54.        Last year the Welsh NHS Confederation published the ‘Socio-economic deprivation and health’[x]briefing. This highlights the correlation between socio-economic deprivation and people’s health and well-being outcomes, with the gap in life expectancy for people living in the most deprived and the least deprived areas of Wales currently stands at 9.2 years for men and 7.1 years for women for all Wales.[xi] In some Health Boards the discrepancy in healthy life expectancy between the most and least deprived is over 20 years. Through analysing trends across socio-economic groups we highlight how deprivation has an impact on child development, people’s lifestyle choices, healthy life expectancy, including living with an illness or chronic condition, and life expectancy. It is now the time for all public sector organisations, including the health service, to work together to tackle deprivation and inequality. Through the Public Health (Wales) Bill and the Well-being of Future Generations (Wales) Act 20015 it is imperative that collaboration across all public bodies improves to achieve a “healthier Wales” and an “equal Wales”. We must deliver a more integrated and preventative approach for our public’s health that has maximum impact to reduce inequalities and keep people healthier for longer.

 

 

Conclusion

55.        While the Public Health (Wales) Bill is debated it is vital to recognise the key role that public health plays in reducing health inequalities, ensuring positive outcomes for the Welsh population and reducing demand on the NHS. While the demand for NHS services will never go away, the point at which the NHS intervenes has huge implications on both the cost and quality of care provided. By working with public health initiatives, and allowing the public to take more responsibility for their own health, we can reduce the complexity, and therefore the demand, of some of our highest need cases. Services in Wales need to be integrated, person-centred, co-ordinated, community based and focused on people’s well-being.

 

56.        With the introduction of the Public Health (Wales) Bill, now is the time for us all to act together. Through a systems approach - sharing our collective assets, following the principles of sustainability and prudent healthcare and complying with our unique legislation, the Well-being of Future Generations (Wales) Act 2015, we have the opportunity and responsibility to work collaboratively across sectors and organisations. It is essential to listen to and empower our people, and to appreciate the assets within our communities, allowing them an equal part in all decisions and plans for their life, health and happiness. Assembly Members have a key role to ensure that together we can achieve a healthier, happier and fairer Wales.

 

 



[i] The Welsh NHS Confederation response to the ‘Listening to you – Your health matters’ White Paper in June 2014 and the ‘Public Health (Wales) Bill’ in July 2015.
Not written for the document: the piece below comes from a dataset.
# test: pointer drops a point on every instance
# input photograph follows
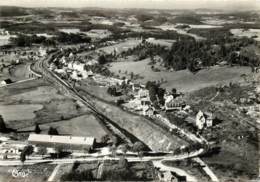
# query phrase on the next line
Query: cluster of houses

[ii] The Welsh NHS Confederation, November 2016. Public Health Challenges in Wales: A briefing for AMs.

[iii] Health & Social Care Information Centre, 2013. Smoking, drinking and drug use among young people in England in 2012.

[iv] Aneurin Bevan University Health Board, July 2016: The Technical Report of a Blood‐Borne Virus Look‐Back Exercise related to a body piercing and tattooing studio in Newport, South Wales. www.wales.nhs.uk/sitesplus/866/news/42624

[v] The Welsh NHS Confederation, October 2015. The 2016 Challenge: A vision for NHS Wales.

[vi] The Welsh NHS Confederation, November 2016. Public Health Challenges in Wales: A briefing for AMs.

[vii]The Welsh NHS Confederation, January 2014. From Rhetoric to Reality – NHS Wales in 10 years’ time.

[viii] The NHS Confederation, 2013. Health on the high street: rethinking the role of community pharmacy.

[ix] Older Peoples Commissioner for Wales, 2014. The Importance and Impact of Community Services within Wales.

[x] The Welsh NHS Confederation, June 2015. Socio-economic deprivation and health.

[xi] Public Health Wales Observatory, December 2011. Measuring inequalities. Trends in mortality and life expectancy in Wales.